Sometimes in Internet conversations, well-intentioned people with similar goals start to misunderstand each other in ways that make the other person feel attacked and hurt even when there isn’t that much actual disagreement. Then the conversation becomes full of things like “<strawman of your position> is offensively wrong!” “No, <strawman of your position> is offensively wrong!” and it’s not very productive. Here are some general suggestions that seem like they might help:
Talk about things in person if possible. When talking online, I’ve noticed that I often feel offended/attacked by remarks where, if someone had changed like two words of the remark with something else, I would have been fine with it (e.g. “I think you’re wrong to believe <X>” vs. “it’s disturbing that you believe <X>”). For some reason this doesn’t seem to happen nearly as often in person, probably because it’s higher bandwidth.
Talk about things one-on-one or in small groups if possible. On polarized topics, I sometimes have the experience of saying something centrist, then being attacked by people who don’t like side A because I forgot to put in an anti-side-A caveat, and then being attacked by people who don’t like side B because I forgot to put in an anti-side-B caveat and the anti-side-A caveat made me look too much like a side-B-person to them.

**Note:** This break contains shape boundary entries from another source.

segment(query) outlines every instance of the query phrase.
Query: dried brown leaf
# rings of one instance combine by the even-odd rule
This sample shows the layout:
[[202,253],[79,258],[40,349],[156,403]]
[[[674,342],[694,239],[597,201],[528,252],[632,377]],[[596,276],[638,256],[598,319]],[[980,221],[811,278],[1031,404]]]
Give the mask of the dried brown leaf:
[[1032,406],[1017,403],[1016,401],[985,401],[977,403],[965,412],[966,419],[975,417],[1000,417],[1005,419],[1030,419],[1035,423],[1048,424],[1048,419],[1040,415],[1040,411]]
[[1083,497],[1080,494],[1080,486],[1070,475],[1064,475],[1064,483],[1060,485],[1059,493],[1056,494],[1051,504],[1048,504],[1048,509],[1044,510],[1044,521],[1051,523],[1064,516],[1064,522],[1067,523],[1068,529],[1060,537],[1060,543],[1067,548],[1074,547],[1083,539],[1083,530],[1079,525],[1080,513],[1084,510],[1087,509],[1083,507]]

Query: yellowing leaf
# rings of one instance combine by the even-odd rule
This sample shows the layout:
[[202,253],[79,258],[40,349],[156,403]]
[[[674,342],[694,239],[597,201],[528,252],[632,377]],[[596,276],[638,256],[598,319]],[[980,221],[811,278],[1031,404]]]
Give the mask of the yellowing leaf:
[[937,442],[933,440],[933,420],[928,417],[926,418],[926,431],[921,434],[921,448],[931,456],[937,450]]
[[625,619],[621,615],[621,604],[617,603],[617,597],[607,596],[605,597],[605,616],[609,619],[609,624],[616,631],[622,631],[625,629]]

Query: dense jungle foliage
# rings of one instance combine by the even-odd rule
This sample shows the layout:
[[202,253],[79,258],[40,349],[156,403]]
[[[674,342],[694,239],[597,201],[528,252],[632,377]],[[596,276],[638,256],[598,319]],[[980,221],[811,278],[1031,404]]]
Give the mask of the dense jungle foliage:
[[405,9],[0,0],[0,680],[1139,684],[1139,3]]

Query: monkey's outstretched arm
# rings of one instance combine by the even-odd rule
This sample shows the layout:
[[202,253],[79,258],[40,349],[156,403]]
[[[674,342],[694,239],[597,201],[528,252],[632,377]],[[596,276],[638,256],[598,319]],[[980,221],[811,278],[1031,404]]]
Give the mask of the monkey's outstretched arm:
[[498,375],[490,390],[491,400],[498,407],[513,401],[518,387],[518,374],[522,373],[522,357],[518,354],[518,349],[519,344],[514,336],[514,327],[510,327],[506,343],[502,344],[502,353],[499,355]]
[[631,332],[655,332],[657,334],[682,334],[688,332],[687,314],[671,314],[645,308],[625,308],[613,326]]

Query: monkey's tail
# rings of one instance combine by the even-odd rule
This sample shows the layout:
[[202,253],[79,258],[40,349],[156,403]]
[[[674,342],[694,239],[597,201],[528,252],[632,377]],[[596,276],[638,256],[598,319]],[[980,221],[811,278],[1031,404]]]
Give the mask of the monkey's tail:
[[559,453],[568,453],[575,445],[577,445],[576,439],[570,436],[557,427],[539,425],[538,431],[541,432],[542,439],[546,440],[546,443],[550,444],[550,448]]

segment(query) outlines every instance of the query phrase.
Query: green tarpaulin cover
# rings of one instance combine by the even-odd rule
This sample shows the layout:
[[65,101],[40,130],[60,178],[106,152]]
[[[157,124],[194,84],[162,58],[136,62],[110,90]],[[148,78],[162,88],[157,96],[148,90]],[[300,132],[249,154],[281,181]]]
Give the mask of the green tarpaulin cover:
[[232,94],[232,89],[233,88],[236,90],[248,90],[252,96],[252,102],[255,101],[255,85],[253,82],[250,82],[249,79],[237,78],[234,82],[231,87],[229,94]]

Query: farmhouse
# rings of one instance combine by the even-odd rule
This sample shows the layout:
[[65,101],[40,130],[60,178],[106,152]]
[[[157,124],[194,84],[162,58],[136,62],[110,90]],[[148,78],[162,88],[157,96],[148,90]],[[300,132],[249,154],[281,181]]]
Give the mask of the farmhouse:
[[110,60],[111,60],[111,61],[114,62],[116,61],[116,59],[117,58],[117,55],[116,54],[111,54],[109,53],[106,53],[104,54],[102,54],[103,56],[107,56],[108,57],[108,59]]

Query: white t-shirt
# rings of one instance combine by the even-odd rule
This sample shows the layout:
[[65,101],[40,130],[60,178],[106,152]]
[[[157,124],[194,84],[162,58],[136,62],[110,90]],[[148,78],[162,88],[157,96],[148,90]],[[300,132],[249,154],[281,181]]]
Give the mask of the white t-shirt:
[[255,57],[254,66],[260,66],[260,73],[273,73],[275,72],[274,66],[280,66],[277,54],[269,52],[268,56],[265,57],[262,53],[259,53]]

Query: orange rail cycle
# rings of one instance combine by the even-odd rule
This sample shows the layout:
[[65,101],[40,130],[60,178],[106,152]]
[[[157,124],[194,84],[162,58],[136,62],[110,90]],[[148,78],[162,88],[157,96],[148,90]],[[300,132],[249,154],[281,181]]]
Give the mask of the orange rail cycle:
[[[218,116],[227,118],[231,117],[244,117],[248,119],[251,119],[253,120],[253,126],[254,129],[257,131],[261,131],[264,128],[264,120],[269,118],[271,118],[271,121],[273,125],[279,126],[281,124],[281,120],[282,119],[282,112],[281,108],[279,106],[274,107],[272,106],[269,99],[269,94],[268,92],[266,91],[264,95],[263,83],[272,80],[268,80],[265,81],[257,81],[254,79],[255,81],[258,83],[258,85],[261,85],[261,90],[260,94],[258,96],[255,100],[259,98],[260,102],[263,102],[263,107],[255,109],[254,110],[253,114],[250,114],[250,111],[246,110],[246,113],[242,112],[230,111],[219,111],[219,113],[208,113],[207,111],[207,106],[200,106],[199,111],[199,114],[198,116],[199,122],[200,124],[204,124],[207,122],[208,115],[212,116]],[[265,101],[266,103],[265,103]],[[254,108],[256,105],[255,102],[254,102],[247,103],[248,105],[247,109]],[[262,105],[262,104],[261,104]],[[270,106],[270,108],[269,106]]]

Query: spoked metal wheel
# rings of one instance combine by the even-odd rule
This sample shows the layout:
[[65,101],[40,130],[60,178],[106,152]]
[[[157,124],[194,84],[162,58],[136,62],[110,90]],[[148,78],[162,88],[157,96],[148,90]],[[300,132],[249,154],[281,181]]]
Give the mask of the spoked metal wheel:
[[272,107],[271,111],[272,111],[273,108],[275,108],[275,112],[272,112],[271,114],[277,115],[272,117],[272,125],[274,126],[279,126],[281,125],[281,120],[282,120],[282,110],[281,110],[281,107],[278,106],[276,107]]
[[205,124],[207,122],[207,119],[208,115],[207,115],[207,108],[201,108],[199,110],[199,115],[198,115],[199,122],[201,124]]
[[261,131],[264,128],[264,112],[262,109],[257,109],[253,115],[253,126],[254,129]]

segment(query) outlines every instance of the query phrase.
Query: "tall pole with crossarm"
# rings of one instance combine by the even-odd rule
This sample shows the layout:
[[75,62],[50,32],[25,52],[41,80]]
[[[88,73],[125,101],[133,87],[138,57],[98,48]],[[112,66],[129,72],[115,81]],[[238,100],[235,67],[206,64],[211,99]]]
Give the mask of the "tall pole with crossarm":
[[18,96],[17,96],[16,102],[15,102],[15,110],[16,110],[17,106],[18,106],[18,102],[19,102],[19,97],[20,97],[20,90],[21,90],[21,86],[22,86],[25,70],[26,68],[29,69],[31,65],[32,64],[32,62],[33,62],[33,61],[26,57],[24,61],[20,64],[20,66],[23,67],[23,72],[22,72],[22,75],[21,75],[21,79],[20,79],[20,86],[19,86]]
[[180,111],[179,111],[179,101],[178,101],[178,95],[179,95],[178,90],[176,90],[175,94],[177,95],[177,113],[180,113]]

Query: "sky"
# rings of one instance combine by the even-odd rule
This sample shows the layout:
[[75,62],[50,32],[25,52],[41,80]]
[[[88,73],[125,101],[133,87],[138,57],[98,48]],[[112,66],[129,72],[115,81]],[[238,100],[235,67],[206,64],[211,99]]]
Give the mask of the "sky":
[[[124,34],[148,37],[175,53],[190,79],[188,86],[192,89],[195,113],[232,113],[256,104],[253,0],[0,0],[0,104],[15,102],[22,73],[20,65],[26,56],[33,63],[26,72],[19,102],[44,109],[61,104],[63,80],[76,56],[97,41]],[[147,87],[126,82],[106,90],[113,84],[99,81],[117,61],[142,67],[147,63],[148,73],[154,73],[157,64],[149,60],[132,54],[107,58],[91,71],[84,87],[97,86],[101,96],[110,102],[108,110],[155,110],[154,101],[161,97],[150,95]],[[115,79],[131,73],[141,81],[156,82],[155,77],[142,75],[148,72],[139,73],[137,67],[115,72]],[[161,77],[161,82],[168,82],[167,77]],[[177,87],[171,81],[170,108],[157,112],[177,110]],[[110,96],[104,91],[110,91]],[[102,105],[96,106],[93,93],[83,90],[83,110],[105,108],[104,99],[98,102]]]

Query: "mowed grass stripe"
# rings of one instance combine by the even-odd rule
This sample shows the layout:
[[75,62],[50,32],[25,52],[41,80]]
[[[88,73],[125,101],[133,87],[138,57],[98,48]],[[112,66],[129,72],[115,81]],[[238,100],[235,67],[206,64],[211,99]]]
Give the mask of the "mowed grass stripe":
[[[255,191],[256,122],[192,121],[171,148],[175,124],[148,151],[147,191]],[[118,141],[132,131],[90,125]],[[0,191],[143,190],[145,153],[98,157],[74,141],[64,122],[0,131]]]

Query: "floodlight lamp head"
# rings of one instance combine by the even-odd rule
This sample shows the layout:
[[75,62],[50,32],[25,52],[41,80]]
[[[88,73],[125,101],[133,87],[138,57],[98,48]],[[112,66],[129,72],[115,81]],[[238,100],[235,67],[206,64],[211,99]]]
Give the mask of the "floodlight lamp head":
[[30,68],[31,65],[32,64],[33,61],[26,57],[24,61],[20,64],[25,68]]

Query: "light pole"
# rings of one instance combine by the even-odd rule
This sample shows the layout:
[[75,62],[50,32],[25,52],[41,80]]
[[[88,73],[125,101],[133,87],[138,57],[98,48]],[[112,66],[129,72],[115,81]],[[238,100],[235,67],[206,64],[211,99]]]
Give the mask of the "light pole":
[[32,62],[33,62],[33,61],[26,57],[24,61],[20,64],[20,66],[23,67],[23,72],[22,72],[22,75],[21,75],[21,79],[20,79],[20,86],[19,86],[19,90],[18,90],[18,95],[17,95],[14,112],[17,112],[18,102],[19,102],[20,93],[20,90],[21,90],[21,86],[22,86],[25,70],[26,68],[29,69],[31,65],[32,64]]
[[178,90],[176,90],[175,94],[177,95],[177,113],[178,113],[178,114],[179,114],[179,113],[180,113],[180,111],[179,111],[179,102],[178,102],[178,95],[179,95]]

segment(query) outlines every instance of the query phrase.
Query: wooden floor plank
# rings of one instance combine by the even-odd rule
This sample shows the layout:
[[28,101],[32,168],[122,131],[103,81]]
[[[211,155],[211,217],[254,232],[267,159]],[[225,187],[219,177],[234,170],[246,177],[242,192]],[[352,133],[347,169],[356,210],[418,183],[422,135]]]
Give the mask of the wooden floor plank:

This can happen even if sides A and B are both essentially strawman positions that nobody in the discussion believes: the problem isn’t that anyone is a tribalist for A or B, just that people are worried about running into A- or B-tribalists and argue with you to make sure you’re not one. In a small enough group, it’s much easier to remember which caveats you have to insert and which ones you can let people infer.
Be careful to separate people’s arguments from people’s character. As I recently wrote in the Facebook group (in response to someone saying “it’s sad to see people talking about <X> here” and “your attitude about Y is troubling”):
One can also correct people’s misconceptions without shaming them—e.g., by being careful to imply that they’re incorrect simply by being misinformed rather than out of some kind of malice or character flaw (which indeed they often are, though not always). For example, instead of saying “it’s sad that you believe <X>”—which immediately puts someone on the defensive, because now if they admit that you’re right then they also have to admit that your judgment of their character was correct—you can say “I don’t think <X> is true.” Instead of saying “<attitude Y> is troubling”—which people sometimes interpret as not only meaning that you think they’re wrong but that you think they’re a bad person for believing it!–you can say “<attitude Y> suffers from <general misconception Z>” or “<attitude Y> is actually harmful to express for <reason W>.”
I’m not arguing that you should believe the second statement over the first, only that purely as an empirical matter it seems to create a more effective and thoughtful discussion. And I’m also not necessarily arguing that one should never shame, just that if one is specifically worried about not-shaming people, it’s possible to dissent without shaming.